Ende Oktober sagte Partok zwei Gigs in New York ab. In einem Statement begründete er die Entscheidung mit dem immensen Druck, der auf den Ver­an­stal­te­r:in­nen laste. Die Organisationen Boycott Room, Ravers for Palestine und Sound Against Siege hatten zuvor zum Boykott aufgerufen, weil Partoks verpflichtender Militärdienst in Israel auf eine Nähe zu den israelischen Verteidigungsstreitkräften hinweise.

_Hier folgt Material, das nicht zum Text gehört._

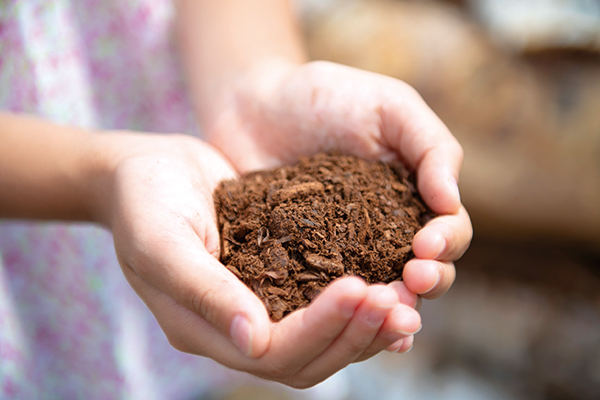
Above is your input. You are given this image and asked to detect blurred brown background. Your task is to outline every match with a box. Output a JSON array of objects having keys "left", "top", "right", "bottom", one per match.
[{"left": 213, "top": 0, "right": 600, "bottom": 400}]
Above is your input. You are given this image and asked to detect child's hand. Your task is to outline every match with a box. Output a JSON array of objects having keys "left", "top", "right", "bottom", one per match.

In einem ausführlichen Instagram-Statement reagierte Partok „Zuallererst: Ich lehne die israelische Besatzung und den anhaltenden Genozid in Gaza ab. Ich bin entsetzt über die jüngsten Verstöße gegen den Waffenstillstand und das anhaltende Abschlachten von Palästinenser:innen. Ich unterstütze den kulturellen Boykott Israels vollständig und lehne den Zionismus in all seinen Formen ab.“

Zur Frage seines Militärdienstes erklärte er: „Ich habe Israel vor acht Jahren verlassen, weder trete ich dort auf, noch habe ich dort einen Wohnsitz, zahle Steuern oder arbeite da. Wie alle israelischen Staats­bür­ge­r:in­nen wurde ich mit 18 Jahren zum Militärdienst verpflichtet, vor 27 Jahren. Ich diente in einer nicht kämpfenden, administrativen Position, ein Kapitel meines Lebens, das ich zutiefst bereue. Dieser Dienst war eines der vielen Dinge, die mich dazu brachten, zunächst das Siedlerkolonialsystem und das Apartheidsystem, in das ich hineingeboren wurde, zu hinterfragen und es letztlich abzulehnen.“

Partok betonte seine langjährige politische Arbeit „Während meines gesamten erwachsenen Lebens in Israel, vor, während und nach dem Militärdienst, war ich aktiv in der Antibesatzungswiderstandsbewegung engagiert. Dazu gehörten Demonstrationen gegen die Trennmauer und Landkonfiszierung im Dorf Bil’in Mitte der 2000er-Jahre sowie Bemühungen, palästinensische Far­me­r:in­nen während der Olivenernte vor Siedlergewalt zu schützen.“

In seinem Statement räumte Partok auch Fehler ein: „Laundrette hat während des Genozids nicht mehrere Veranstaltungen in Israel ausgerichtet. Wir organisierten ein einziges Fundraisingevent im April 2024. Die Absicht dahinter war, Widerstand innerhalb des Landes zu unterstützen. Im Nachhinein bedauern wir diese Veranstaltung, da sie einen größeren negativen Einfluss auf die globale Community hatte, indem sie den Boykott brach, als sie lokal Widerstand unterstützte.“

Zu den Spen­den­emp­fän­ge­r:in­nen stellte er klar: „In der Vergangenheit haben wir sowohl israelische propalästinensische Organisationen als auch palästinensisch geführte NGOs unterstützt. Seit der Eskalation des Genozids wurden alle unsere Beiträge ausschließlich auf Hilfsmaßnahmen in Gaza ausgerichtet.“

Absage von Festivals

Es ist nicht das erste Mal, dass zum Boykott israelischer DJs aufgerufen wird. Auch der Auftritt von Roi Perez bei einem Festival in London im September wurde nach Protesten abgesagt. Zudem kam es zu einer Protestaktion während des Boiler-Room-Auftritts von E.LINA, bei der Kunstblut auf die DJ-Booth geworfen wurde. Die Aktion gilt als Protest gegen den Großinvestor KKR. Die Investmentfirma ist Eigentümerin von Boiler Room, Anteilseigner bei Springer und ihr wird vorgeworfen, aktiv Kriegshandlungen in Palästina zu unterstützen. Gleichzeitig bekannte sich Boiler Room zu den BDS-Leitlinien.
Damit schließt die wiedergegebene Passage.